Reputation: 889
I have created a histogram in a Jupyter notebook to show the distribution of time on page in seconds for 100 web visits.
Code as follows:
ax = df.hist(column='time_on_page', bins=25, grid=False, figsize=(12,8), color='#86bf91', zorder=2, rwidth=0.9)
ax = ax[0]
for x in ax:
# Despine
x.spines['right'].set_visible(False)
x.spines['top'].set_visible(False)
x.spines['left'].set_visible(False)
# Switch off ticks
x.tick_params(axis="both", which="both", bottom="off", top="off", labelbottom="on", left="off", right="off", labelleft="on")
# Draw horizontal axis lines
vals = x.get_yticks()
for tick in vals:
x.axhline(y=tick, linestyle='dashed', alpha=0.4, color='#eeeeee', zorder=1)
# Set title
x.set_title("Time on Page Histogram", fontsize=20, weight='bold', size=12)
# Set x-axis label
x.set_xlabel("Time on Page Duration (Seconds)", labelpad=20, weight='bold', size=12)
# Set y-axis label
x.set_ylabel("Page Views", labelpad=20, weight='bold', size=12)
# Format y-axis label
x.yaxis.set_major_formatter(StrMethodFormatter('{x:,g}'))

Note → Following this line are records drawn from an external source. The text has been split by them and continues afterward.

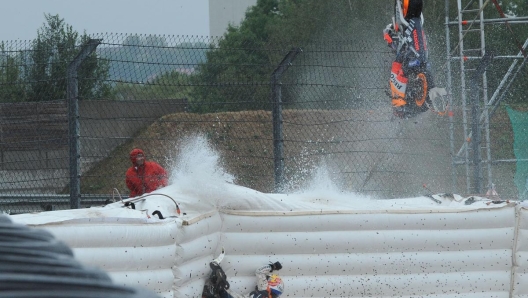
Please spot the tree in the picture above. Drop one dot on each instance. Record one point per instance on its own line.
(55, 47)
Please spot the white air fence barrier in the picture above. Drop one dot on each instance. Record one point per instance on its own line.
(329, 246)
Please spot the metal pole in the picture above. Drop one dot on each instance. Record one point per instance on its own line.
(475, 121)
(276, 100)
(72, 93)
(450, 99)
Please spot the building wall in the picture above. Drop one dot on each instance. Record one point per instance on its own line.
(225, 12)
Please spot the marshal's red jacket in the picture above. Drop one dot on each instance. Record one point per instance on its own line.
(144, 178)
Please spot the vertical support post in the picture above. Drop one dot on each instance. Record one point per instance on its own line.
(475, 122)
(450, 98)
(276, 112)
(72, 94)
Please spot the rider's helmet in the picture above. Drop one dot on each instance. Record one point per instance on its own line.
(275, 285)
(412, 8)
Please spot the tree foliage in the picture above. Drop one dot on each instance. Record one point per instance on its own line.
(43, 78)
(237, 72)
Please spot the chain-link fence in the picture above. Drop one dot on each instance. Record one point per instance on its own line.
(156, 92)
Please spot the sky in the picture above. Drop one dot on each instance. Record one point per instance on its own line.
(20, 19)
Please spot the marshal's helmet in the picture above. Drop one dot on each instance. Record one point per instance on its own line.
(411, 8)
(275, 285)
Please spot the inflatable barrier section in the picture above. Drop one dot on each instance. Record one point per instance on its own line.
(329, 245)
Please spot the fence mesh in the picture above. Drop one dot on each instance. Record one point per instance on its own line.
(156, 92)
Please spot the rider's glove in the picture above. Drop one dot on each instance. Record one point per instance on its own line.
(389, 35)
(276, 266)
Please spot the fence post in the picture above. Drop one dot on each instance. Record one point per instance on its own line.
(475, 122)
(72, 93)
(276, 112)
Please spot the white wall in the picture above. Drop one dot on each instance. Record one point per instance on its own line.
(224, 12)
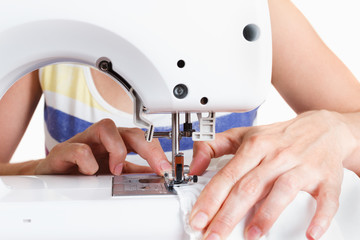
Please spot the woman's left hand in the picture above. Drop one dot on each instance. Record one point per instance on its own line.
(272, 163)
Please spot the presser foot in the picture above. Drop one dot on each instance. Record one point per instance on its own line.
(140, 185)
(171, 182)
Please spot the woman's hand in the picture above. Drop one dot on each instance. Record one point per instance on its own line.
(102, 148)
(273, 163)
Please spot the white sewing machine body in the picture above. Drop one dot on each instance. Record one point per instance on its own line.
(144, 40)
(220, 50)
(81, 207)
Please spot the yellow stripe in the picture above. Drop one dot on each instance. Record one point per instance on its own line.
(69, 81)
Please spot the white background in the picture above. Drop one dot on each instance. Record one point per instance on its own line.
(336, 21)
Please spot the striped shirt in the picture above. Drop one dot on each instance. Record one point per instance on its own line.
(72, 104)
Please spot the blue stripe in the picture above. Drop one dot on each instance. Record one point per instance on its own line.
(62, 126)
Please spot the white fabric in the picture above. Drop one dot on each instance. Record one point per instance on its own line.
(294, 221)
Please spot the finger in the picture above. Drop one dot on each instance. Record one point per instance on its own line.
(69, 155)
(224, 143)
(210, 200)
(106, 134)
(134, 168)
(152, 151)
(249, 190)
(327, 206)
(244, 195)
(284, 191)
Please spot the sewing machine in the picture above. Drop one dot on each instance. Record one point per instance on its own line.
(176, 57)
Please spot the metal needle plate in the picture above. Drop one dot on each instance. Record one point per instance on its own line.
(139, 184)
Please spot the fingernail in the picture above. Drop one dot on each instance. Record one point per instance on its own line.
(165, 166)
(253, 233)
(316, 232)
(213, 236)
(199, 221)
(118, 169)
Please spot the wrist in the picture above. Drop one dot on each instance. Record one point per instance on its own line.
(352, 123)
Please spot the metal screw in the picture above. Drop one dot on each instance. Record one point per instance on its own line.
(104, 66)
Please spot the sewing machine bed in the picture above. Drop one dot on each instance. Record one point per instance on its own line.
(82, 207)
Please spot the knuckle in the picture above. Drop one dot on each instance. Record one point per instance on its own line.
(228, 175)
(226, 222)
(249, 186)
(332, 200)
(266, 216)
(79, 151)
(255, 142)
(105, 124)
(286, 155)
(288, 183)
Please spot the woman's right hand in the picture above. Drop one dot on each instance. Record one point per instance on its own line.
(102, 148)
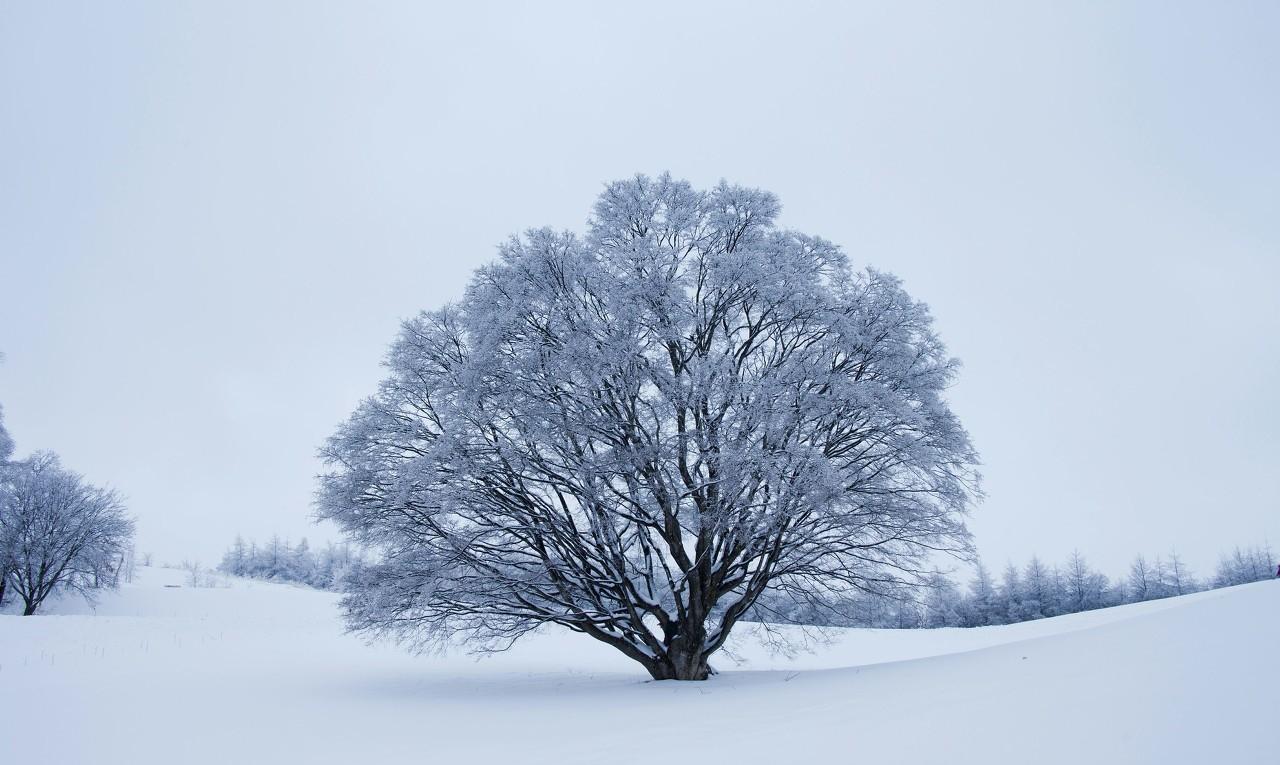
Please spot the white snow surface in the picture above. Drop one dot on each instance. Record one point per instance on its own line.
(264, 673)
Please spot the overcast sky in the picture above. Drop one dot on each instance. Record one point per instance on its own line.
(214, 216)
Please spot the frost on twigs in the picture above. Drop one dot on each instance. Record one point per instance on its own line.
(636, 433)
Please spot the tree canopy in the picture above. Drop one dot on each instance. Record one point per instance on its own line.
(636, 433)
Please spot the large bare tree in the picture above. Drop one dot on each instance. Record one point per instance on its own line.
(636, 433)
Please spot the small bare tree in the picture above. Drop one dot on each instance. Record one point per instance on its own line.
(636, 434)
(59, 531)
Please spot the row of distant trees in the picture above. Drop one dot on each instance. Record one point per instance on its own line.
(1022, 594)
(58, 532)
(279, 560)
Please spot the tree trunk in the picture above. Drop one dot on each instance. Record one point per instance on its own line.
(681, 664)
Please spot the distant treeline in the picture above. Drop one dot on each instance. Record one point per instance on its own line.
(1022, 594)
(282, 562)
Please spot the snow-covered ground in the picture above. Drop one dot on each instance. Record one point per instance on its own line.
(263, 673)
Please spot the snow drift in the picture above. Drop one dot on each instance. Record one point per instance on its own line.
(263, 673)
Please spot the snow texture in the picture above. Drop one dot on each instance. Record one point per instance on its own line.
(263, 673)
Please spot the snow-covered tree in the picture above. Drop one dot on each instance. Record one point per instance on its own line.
(942, 603)
(1246, 564)
(1178, 577)
(1141, 581)
(59, 530)
(5, 440)
(638, 433)
(982, 607)
(236, 560)
(1084, 589)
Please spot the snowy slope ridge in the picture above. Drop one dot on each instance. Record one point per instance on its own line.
(263, 673)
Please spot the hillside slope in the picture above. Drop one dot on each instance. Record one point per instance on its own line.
(263, 673)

This produces the following visualisation:
I'm generally happy with the appearance however I'd like for the axis to be a little more descriptive, perhaps showing the bin range for each bin and the percentage of the total that each bin constitutes.
Have looked for this in the Matplotlib documentation but cannot seem ot find anything that would allow me to achieve my end goal.
Any help greatly appreciated.
Upvotes: 1
Views: 1212
Reputation: 80329
When you set bins=25
, 25 equally spaced bins are set between the lowest and highest values encountered. If you use these ranges to mark the bins, things can be confusing due to the arbitrary values. It seems more adequate to round these bin boundaries, for example to multiples of 20. Then, these values can be used as tick marks on the x-axis, nicely between the bins.
The percentages can be added by looping through the bars (rectangular patches). Their height indicates the number of rows belonging to the bin, so dividing by the total number of rows and multiplying by 100 gives a percentage. The bar height, x and half width can position the text.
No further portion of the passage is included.